The Australian government expects national inflation to reach approximately five percent [1] as crude oil prices climb above US$100 a barrel [1].

This projection suggests a sharpening economic squeeze for households, as energy costs typically ripple through the broader economy to increase the price of goods and services.

The forecast was delivered on Thursday during the presentation of the federal budget [1]. The Treasury and Finance Minister said the surge in oil prices is a direct result of the ongoing war against Iran [1]. These geopolitical tensions have pushed crude oil costs beyond the US$100 mark [1], leading to higher fuel costs at the pump.

This projected five percent [1] figure represents an increase over recent data. In March, headline inflation was recorded at 4.6% [2], while underlying or core inflation sat at 3.3% [2]. The gap between the March data and the current budget forecast highlights the rapid impact of the energy market volatility.

Government officials said the situation could worsen if the conflict continues to disrupt global energy supplies [1]. Higher transport and production costs often lead to secondary price hikes in food and retail, further straining the cost of living for Australian citizens.

While the March figures showed a lower baseline, the current budget projections prioritize the immediate risk posed by the oil market [1], [2].

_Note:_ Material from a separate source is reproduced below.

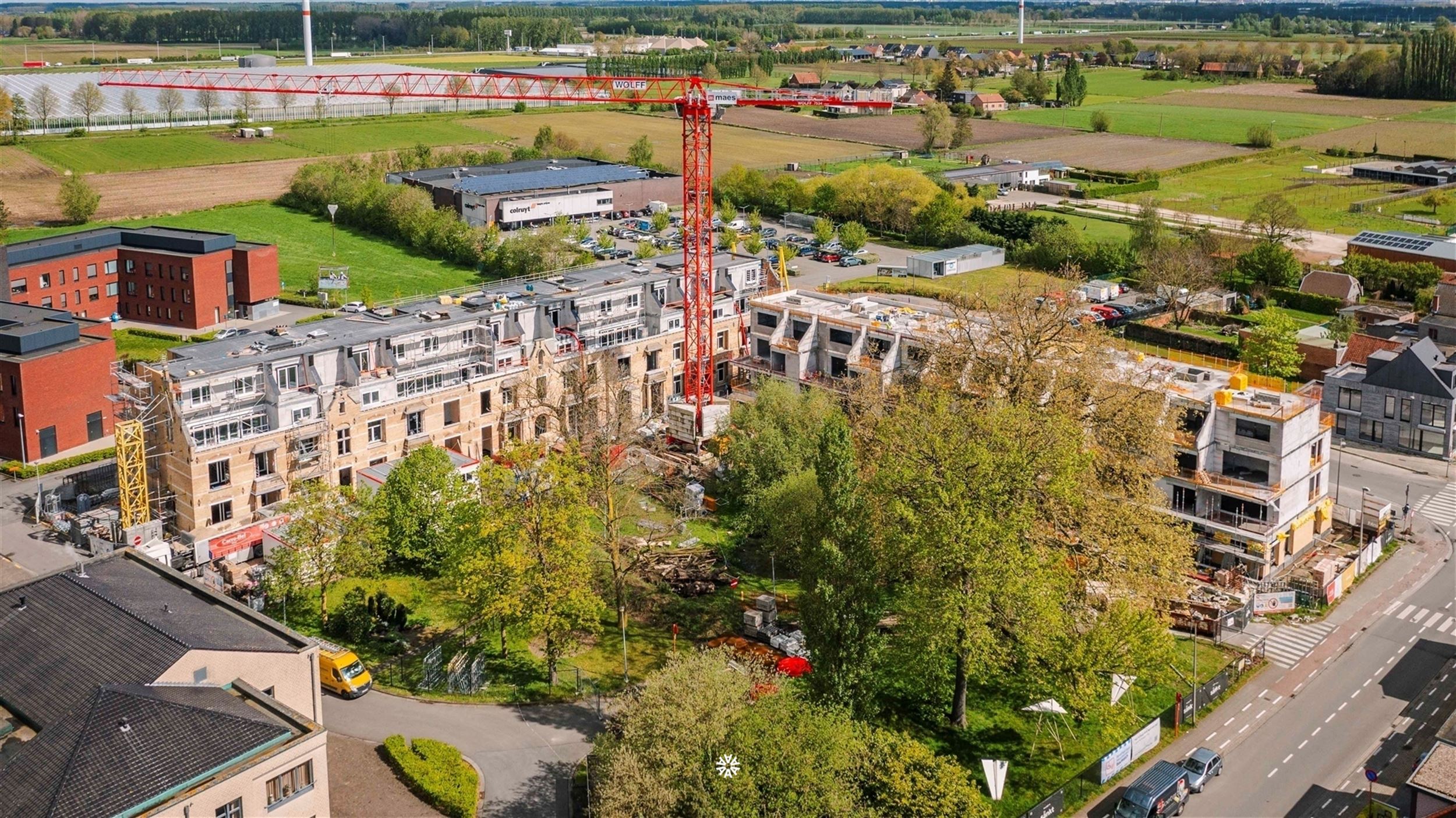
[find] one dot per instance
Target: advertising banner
(1276, 602)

Inflation is expected to rise to about 5% as oil prices exceed US$100 a barrel.

The discrepancy between March's 4.6% inflation rate and the budget's 5% forecast indicates that the Australian government anticipates a significant near-term shock. Because oil is a primary input for almost all physical commerce, the breach of the US$100 per barrel threshold acts as a catalyst that can accelerate inflation faster than domestic policy can counteract.